Python - Webscraping:无法从字典中获取单个项目
Python - Webscraping: Fails to get single item from dictionary
我有一个脚本可以添加(抓取)字典链接,然后分别抓取每个链接:
def get_products():
links = []
for x in range(1,3):
url1 = f"https://www.kaufland.de/category/39251/p{x}/"
r = s.get(url1)
items = r.html.find('div.results')
for item in items:
rawlinks = str(item.find('a'))
list1 = re.findall(r"[0-9]{9}", rawlinks)
result = ['https://www.kaufland.de/product/' + direction for direction in list1]
links.append(result)
for link in links:
wcapi = API(
url='https://s-qmzs9fc4fs3c.eu1.wpsandbox.org/',
consumer_key='ck_365febfbc43beca56bef990b20cb88db6022a5cd',
consumer_secret='cs_05c93973ffb6bc467483bf0105cd730a288dd405',
version="wc/v3"
)
r = requests.get(link)
html = r.text
soup = BeautifulSoup(html, 'html.parser')
title = soup.find('h1').text.strip()
price = soup.find('div', {'class':'rd-buybox__price'}).text.strip().replace(' €', '').replace(',', '.')
product_data = soup.find_all('script')[2] # 3rd script tag
product_data = str(product_data).partition('return {')[-1]
product_data = '{' + product_data.split('}(')[0] + '}'
saleprice = price
try:
ean = str(re.findall('[0-9]{13}' , product_data)[0])
except:
ean = ""
try:
brand = str(re.findall('id:[0-9]{8},name:"(.+?)"', product_data))
except:
brand = ""
try:
description = str(re.findall('descriptionHtml:"(.+?)"', product_data)).replace('\u003E', '').replace('\u003Cbr', '').replace('\u003Cli', '').replace('\u003C', '').replace('\u002Fli', '').replace('\u002F', '').replace('\\u002Fb', '').replace('\b', '').replace('\p', '')
except:
description = ""
try:
imgs = str(re.findall('fallbackSrc:"(.+?)"' , product_data))
except:
imgs = "https://www.anchorpackaging.com/wp-content/uploads/2016/10/SampleKit.jpg"
id = ''.join([random.choice(string.digits) for n in range(2)])

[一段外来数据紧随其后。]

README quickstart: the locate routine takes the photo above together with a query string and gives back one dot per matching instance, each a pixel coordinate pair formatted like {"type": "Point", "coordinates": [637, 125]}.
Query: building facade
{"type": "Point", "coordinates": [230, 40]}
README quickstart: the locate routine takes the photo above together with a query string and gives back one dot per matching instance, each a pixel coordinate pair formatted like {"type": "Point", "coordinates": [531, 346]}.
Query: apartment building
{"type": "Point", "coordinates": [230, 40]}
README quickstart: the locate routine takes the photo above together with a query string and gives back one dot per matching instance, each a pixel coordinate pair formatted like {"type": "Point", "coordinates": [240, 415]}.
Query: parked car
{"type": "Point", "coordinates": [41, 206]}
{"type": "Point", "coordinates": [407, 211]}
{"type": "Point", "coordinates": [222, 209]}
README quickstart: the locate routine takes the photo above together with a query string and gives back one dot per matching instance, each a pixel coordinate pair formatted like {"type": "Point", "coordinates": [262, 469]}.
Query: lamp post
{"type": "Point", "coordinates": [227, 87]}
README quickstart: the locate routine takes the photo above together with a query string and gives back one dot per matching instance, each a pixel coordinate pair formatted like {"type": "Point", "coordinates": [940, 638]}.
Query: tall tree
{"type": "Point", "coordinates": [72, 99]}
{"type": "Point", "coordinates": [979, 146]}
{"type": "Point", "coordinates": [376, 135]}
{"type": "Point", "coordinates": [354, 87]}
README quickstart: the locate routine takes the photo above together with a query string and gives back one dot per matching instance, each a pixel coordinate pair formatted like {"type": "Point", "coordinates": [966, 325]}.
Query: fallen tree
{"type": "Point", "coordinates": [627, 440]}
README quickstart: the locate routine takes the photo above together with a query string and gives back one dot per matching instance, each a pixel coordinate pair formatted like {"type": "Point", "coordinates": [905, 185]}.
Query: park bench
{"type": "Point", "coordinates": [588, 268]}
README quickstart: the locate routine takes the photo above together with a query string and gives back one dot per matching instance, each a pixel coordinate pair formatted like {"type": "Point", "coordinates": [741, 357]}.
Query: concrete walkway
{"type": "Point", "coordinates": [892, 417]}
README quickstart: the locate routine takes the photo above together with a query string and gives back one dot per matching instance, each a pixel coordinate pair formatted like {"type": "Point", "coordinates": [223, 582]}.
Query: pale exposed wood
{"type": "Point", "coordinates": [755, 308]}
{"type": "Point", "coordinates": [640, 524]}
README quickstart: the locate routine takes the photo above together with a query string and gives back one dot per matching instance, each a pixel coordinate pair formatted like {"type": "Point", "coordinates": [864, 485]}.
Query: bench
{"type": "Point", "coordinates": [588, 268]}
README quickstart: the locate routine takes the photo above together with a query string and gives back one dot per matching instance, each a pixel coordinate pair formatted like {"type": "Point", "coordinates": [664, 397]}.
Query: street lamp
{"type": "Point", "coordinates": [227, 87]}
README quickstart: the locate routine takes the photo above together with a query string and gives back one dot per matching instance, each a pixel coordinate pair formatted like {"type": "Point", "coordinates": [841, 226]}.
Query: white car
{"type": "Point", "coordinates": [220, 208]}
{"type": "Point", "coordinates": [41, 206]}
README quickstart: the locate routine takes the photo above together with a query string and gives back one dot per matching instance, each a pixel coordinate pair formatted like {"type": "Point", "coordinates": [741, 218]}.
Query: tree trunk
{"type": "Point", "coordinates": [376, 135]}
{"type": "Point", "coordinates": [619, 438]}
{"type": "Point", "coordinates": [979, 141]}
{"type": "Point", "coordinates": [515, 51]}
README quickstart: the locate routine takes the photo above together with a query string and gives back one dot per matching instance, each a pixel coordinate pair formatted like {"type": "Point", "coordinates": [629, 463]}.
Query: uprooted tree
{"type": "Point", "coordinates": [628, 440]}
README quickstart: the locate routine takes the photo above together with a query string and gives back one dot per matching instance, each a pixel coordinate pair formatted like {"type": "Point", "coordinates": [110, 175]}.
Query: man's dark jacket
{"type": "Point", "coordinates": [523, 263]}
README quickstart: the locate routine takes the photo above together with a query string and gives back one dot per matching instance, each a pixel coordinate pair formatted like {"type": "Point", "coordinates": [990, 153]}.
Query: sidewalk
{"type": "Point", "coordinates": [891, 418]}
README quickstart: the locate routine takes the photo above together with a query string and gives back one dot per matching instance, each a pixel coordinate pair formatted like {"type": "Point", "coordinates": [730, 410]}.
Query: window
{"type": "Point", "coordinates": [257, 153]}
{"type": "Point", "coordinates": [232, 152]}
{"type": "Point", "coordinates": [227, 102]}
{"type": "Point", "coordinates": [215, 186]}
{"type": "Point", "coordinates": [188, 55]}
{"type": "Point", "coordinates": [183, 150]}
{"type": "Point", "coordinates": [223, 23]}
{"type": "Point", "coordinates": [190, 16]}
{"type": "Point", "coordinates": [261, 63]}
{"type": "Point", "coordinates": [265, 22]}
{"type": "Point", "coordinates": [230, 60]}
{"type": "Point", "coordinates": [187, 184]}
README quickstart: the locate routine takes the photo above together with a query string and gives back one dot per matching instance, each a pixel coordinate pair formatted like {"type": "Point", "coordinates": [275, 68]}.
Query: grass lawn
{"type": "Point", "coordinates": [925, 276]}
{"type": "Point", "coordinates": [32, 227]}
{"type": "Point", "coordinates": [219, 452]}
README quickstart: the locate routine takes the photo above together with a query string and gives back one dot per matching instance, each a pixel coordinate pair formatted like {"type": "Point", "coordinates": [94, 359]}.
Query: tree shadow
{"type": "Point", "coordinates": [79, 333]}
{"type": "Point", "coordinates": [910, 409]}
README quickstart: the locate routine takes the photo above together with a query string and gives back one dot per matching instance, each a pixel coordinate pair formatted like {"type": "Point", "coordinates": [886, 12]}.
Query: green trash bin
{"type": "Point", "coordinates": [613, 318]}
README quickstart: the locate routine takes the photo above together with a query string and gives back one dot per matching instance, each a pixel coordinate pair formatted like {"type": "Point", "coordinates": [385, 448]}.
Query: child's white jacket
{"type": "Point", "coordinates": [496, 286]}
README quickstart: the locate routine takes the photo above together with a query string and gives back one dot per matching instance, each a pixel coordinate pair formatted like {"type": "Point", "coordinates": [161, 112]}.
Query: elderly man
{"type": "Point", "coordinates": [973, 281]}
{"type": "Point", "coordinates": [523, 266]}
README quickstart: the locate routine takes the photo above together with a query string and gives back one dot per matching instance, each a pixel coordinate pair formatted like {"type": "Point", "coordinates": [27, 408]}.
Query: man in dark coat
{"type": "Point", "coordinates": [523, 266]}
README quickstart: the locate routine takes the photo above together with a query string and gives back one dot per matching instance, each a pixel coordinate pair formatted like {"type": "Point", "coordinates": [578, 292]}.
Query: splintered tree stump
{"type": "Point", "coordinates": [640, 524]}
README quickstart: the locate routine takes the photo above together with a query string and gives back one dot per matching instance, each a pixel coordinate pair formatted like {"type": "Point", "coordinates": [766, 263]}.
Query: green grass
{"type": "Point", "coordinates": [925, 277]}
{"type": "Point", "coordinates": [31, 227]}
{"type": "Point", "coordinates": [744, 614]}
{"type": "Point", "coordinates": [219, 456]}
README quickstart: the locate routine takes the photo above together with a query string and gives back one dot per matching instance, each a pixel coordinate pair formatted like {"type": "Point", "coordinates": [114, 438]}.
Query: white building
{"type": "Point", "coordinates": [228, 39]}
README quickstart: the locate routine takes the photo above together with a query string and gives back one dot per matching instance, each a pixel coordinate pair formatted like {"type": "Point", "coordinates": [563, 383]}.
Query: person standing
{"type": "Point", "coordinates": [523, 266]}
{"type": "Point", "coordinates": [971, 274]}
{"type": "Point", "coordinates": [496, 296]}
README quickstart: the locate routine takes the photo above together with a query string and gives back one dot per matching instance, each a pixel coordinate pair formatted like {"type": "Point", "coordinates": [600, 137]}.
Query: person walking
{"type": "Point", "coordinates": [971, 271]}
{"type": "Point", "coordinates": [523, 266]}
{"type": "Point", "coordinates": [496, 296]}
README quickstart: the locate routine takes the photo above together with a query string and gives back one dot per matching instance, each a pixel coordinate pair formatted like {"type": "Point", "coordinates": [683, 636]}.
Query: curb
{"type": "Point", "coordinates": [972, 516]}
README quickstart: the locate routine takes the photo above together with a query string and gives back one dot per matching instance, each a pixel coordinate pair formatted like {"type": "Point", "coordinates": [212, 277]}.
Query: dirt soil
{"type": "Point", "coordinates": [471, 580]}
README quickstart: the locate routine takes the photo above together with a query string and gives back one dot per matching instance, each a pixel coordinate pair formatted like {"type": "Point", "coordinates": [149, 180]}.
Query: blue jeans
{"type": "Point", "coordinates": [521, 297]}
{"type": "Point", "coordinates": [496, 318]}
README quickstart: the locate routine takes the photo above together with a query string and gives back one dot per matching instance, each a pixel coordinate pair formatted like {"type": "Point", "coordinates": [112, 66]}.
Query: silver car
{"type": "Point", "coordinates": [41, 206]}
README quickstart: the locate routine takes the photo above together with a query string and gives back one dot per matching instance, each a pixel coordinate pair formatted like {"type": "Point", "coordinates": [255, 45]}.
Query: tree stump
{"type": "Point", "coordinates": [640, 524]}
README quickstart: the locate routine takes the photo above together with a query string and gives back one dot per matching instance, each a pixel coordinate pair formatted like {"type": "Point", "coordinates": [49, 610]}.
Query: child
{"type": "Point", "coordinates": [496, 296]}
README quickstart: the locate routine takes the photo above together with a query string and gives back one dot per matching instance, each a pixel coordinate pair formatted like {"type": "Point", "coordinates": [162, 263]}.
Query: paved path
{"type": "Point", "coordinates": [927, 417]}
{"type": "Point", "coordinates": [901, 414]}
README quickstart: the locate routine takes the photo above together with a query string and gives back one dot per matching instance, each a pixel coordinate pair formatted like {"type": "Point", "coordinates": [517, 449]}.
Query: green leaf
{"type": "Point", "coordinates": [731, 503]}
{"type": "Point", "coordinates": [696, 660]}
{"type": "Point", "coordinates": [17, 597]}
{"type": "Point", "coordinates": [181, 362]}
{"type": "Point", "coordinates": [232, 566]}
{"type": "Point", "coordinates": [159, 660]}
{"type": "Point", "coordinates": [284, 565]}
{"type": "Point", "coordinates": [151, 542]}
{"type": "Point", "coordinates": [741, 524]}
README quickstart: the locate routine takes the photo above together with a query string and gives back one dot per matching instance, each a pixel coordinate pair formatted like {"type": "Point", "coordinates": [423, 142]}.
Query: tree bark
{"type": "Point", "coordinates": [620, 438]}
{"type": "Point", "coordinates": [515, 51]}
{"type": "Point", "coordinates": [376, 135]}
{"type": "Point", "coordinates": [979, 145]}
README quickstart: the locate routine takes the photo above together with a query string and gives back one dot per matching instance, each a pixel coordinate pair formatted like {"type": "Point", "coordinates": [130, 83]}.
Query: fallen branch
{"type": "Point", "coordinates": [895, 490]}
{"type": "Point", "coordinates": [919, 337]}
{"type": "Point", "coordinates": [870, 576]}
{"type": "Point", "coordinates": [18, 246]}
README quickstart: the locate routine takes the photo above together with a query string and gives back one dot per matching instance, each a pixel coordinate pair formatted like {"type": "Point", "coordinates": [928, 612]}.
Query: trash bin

sku = ''.join([random.choice(string.digits) for n in range(7)])
scraped = {
"name": title,
"type": "simple",
"regular_price": price,
"stock_quantity": id,
"short_description": "Hersteller: " + brand.replace("']", "").replace("['", "") + ", " + "EAN: " + ean,
"description": description,
"categories": [
{
"id": id
}
],
"images": [
{
"src": imgs.replace('\\', '\').replace('\u002F', '/').replace(" '", "").replace("'", "").split(",")[1],
"alt": "img"
},
{
"src": imgs.replace('\\', '\').replace('\u002F', '/').replace(" '", "").replace("'", "").split(",")[2],
"alt": "img"
},
{
"src": imgs.replace('\\', '\').replace('\u002F', '/').replace(" '", "").replace("'", "").split(",")[3],
"alt": "img"
}
],
}
wcapi.post('products', scraped)
print(scraped)
print(get_products())
它给了我错误:requests.exceptions.InvalidSchema:没有找到“['link1, link2, link3 ']”的连接适配器,因此打印了 url 而不是 link1,我只是为了便于阅读而没有把它们写在这里.为什么我的脚本无法单独使用每个字典项,而是尝试连接到整个字典?
我认为你的问题在行内
links.append(result)
你想要
links.extend(result)
我有一个脚本可以添加(抓取)字典链接,然后分别抓取每个链接:
def get_products():
links = []
for x in range(1,3):
url1 = f"https://www.kaufland.de/category/39251/p{x}/"
r = s.get(url1)
items = r.html.find('div.results')
for item in items:
rawlinks = str(item.find('a'))
list1 = re.findall(r"[0-9]{9}", rawlinks)
result = ['https://www.kaufland.de/product/' + direction for direction in list1]
links.append(result)
for link in links:
wcapi = API(
url='https://s-qmzs9fc4fs3c.eu1.wpsandbox.org/',
consumer_key='ck_365febfbc43beca56bef990b20cb88db6022a5cd',
consumer_secret='cs_05c93973ffb6bc467483bf0105cd730a288dd405',
version="wc/v3"
)
r = requests.get(link)
html = r.text
soup = BeautifulSoup(html, 'html.parser')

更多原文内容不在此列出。